The browser addon is extremely similar to the electron app, providing a user-friendly front end to the data, built with HTML and javascript. As it is integrated into the browser, it can automatically fetch and cache data as the user navigates the web.
Note: The addon currently only supports Firefox, however it could be ported to support Chromium-based browsers extremely easily, as both share an extremely similar base API, with only a few functions being located in different namespaces, but providing the same results. (See Chrome incompatibilities on MDN for details)

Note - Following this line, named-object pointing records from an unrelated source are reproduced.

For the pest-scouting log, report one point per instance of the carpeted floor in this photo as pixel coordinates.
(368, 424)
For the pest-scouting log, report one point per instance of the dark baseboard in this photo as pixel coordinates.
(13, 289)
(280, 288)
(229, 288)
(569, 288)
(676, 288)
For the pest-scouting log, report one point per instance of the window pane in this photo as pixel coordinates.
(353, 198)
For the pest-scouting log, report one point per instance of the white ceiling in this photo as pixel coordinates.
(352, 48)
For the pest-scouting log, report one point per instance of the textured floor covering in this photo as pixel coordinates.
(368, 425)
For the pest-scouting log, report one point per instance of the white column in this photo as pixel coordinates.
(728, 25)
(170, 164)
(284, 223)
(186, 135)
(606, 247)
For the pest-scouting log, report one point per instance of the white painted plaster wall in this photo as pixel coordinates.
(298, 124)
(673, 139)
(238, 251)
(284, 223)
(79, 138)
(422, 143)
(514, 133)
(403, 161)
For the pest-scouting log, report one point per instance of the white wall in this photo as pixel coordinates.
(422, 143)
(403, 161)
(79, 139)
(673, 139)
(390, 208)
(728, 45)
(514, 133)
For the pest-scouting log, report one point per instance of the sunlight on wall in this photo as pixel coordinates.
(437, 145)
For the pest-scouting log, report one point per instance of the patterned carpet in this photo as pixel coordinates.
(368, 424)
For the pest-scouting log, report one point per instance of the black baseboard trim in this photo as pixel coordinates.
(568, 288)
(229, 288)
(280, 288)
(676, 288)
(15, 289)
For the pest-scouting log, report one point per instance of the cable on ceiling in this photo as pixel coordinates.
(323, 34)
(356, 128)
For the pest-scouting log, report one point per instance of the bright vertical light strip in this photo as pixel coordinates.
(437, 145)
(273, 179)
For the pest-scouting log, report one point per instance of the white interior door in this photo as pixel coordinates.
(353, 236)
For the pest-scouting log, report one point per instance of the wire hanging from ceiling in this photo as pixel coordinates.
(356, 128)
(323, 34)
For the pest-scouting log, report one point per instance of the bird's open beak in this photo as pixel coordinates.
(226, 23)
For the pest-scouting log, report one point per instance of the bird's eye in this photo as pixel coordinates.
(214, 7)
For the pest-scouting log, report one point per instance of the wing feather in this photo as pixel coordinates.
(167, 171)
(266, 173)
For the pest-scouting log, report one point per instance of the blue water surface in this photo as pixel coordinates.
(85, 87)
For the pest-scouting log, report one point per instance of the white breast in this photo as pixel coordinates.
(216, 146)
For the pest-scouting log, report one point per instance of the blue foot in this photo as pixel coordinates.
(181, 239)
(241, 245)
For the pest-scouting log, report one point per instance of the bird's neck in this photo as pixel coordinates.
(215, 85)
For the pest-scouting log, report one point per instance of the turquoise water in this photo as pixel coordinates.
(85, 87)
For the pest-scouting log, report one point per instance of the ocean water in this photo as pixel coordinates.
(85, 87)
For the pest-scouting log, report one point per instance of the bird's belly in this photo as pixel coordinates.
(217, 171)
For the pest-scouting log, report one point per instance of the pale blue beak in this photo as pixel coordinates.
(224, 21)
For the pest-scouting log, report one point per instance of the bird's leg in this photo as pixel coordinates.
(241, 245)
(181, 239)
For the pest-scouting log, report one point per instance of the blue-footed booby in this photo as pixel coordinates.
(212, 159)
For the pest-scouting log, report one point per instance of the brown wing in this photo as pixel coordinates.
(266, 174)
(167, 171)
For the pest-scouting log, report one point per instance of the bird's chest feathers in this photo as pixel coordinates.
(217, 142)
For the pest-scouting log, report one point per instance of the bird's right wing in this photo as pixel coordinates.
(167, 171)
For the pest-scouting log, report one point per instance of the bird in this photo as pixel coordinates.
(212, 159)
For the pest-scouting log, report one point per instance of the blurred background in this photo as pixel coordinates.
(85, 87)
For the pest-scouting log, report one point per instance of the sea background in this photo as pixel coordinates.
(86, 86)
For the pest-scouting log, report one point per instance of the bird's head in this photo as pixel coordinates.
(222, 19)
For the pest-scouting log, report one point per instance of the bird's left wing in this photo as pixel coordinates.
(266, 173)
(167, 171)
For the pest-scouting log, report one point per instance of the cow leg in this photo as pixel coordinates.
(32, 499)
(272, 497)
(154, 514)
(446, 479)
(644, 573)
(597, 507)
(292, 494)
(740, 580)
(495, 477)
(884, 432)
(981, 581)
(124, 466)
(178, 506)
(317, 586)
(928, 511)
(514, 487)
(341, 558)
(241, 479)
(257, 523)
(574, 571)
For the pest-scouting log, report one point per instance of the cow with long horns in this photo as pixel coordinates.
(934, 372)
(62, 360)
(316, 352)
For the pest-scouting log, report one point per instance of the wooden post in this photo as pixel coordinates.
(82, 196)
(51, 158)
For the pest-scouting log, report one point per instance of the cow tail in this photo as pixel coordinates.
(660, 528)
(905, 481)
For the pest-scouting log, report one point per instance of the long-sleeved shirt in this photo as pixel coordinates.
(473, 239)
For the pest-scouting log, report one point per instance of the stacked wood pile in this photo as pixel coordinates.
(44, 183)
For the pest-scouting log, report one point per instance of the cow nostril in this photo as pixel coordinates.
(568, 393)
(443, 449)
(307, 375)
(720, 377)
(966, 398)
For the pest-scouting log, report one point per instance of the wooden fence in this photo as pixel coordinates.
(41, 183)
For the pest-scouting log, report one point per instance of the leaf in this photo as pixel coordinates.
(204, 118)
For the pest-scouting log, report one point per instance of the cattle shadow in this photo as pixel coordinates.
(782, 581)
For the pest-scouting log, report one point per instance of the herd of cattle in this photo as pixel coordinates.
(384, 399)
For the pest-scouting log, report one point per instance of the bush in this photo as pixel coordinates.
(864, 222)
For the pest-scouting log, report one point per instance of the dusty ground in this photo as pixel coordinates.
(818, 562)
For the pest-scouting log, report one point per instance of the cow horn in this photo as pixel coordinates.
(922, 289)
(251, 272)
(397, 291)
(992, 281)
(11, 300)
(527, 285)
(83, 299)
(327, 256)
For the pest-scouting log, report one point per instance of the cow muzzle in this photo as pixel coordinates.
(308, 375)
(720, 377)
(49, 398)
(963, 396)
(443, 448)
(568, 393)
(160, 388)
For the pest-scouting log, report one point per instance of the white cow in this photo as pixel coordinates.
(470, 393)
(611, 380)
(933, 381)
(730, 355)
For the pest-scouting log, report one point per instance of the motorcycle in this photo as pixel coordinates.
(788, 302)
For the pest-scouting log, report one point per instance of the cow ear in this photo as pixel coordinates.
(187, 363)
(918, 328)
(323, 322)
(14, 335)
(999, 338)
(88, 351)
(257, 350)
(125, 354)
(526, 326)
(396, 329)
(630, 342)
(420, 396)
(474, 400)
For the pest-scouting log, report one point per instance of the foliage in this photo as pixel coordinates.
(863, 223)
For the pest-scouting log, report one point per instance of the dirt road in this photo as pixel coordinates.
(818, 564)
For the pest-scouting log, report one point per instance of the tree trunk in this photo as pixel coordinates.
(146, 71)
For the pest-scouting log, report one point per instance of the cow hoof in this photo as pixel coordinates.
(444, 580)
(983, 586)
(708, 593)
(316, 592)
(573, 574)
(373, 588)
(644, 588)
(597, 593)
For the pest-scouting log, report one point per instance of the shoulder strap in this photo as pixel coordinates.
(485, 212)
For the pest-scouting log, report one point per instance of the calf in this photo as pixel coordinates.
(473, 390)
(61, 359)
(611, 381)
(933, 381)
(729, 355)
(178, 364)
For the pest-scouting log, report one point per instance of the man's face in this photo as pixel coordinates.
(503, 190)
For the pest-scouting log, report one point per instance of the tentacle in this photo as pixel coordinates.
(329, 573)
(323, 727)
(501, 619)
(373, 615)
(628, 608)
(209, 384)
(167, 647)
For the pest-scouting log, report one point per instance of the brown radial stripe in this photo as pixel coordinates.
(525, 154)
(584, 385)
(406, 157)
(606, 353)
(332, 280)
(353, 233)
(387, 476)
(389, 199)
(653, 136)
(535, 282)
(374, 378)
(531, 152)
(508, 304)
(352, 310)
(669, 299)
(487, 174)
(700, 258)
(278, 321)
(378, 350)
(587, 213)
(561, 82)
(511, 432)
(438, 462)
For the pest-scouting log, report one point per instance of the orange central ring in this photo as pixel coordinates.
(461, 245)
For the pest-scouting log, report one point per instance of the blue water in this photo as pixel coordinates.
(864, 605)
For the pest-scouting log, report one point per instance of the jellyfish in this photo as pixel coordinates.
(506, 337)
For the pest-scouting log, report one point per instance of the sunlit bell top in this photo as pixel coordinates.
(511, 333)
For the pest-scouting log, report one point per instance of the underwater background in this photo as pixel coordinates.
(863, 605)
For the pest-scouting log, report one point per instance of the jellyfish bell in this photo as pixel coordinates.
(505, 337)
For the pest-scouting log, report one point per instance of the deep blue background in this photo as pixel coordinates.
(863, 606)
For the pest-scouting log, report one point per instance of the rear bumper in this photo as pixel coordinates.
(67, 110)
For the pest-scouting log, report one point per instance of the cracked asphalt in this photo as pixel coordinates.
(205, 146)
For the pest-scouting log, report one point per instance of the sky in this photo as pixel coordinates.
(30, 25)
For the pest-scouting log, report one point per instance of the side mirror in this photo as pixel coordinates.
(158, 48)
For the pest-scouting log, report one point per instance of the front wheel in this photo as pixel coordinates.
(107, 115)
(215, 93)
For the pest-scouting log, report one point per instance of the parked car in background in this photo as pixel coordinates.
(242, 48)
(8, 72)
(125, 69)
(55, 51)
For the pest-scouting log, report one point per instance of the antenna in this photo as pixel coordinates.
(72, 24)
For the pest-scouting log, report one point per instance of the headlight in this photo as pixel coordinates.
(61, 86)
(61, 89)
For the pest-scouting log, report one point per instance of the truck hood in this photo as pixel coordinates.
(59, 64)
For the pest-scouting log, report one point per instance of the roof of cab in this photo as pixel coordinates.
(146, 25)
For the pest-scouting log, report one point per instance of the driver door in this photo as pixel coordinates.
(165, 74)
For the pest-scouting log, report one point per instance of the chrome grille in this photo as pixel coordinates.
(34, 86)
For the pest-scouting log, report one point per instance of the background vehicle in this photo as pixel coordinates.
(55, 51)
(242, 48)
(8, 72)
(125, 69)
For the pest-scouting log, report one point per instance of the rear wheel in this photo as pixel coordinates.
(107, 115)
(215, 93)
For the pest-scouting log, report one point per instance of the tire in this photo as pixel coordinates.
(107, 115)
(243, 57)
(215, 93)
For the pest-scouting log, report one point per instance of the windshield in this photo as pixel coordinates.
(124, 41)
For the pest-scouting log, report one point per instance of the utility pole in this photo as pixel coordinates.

The addon's UI is also currently lacking as I chose to shift focus away from it, as I decided the Electron UI was more important initially. However, since both are based on HTML and javascript, and the Electron app was built upon the framework of the browser addon, the updates for the Electron app should be able to be ported without too much effort.

Installing the addon

(Currently Firefox-only)
Installing the addon is thankfully easy. Navigate to about:debugging and click on the "This Firefox" tab. Click on "Load Temporary Add-on..." and navigate to the folder containing the addon files. Click on any of the files (e.g. manifest.json) and load it. The addon is now loaded! Whenever you update your code and save it, you just need to click the "Reload" button that appears.
I'd also recommend looking at MDN for excellent documentation of the WebExtension APIs.

Further development

The browser addon is similar in concept to the electron application, except with the front-end for displaying data being decoupled from the backend for requesting data.

The backend is stored in backround.js, which as the name suggests, runs in the background. It uses event listeners to tell when the user changes to a different tab/web page, and if the data for that page has not been requested, request it and cache it by storing it in the addon storage.

The front-end is in popup/urlInfo.html (This, and the background script file, are determined in manifest.json.), which provides a UI similar to the electron app whenever the user clicks on the toolbar button, which queries the cache and displays the data for the user's current tab.

Improvements and vision

The project in its current state is nowhere near complete, but serves as a foundation to build further upon.

There are many possible new data sources that could be integrated into the project, for example:

• Crowdsourced datasets, eg Trustpilot and other user-driven sources of metadata
• What tech stack companies are using, and alert the user to suspicious activity if a different result is actually found, using information from https://stackshare.io
• Further integration with archives, e.g. thumbnails of pages from the Wayback Machine - If a webpage has only existed for a few days its chance of being malware or a phishing attack are higher
• Data from Common Crawl to find sites that point to a given page (They were having issues with 503 errors when I last looked into integrating this, although it appears to have been fixed since.)
• Possibly other sources of data like Mozilla Observatory or Google Lighthouse.
• Add an extension page to the browser addon providing functionality similar to the electron app, allowing the user to query any URL
• General improvements to the user experience.

And many other possible sources of interesting metadata!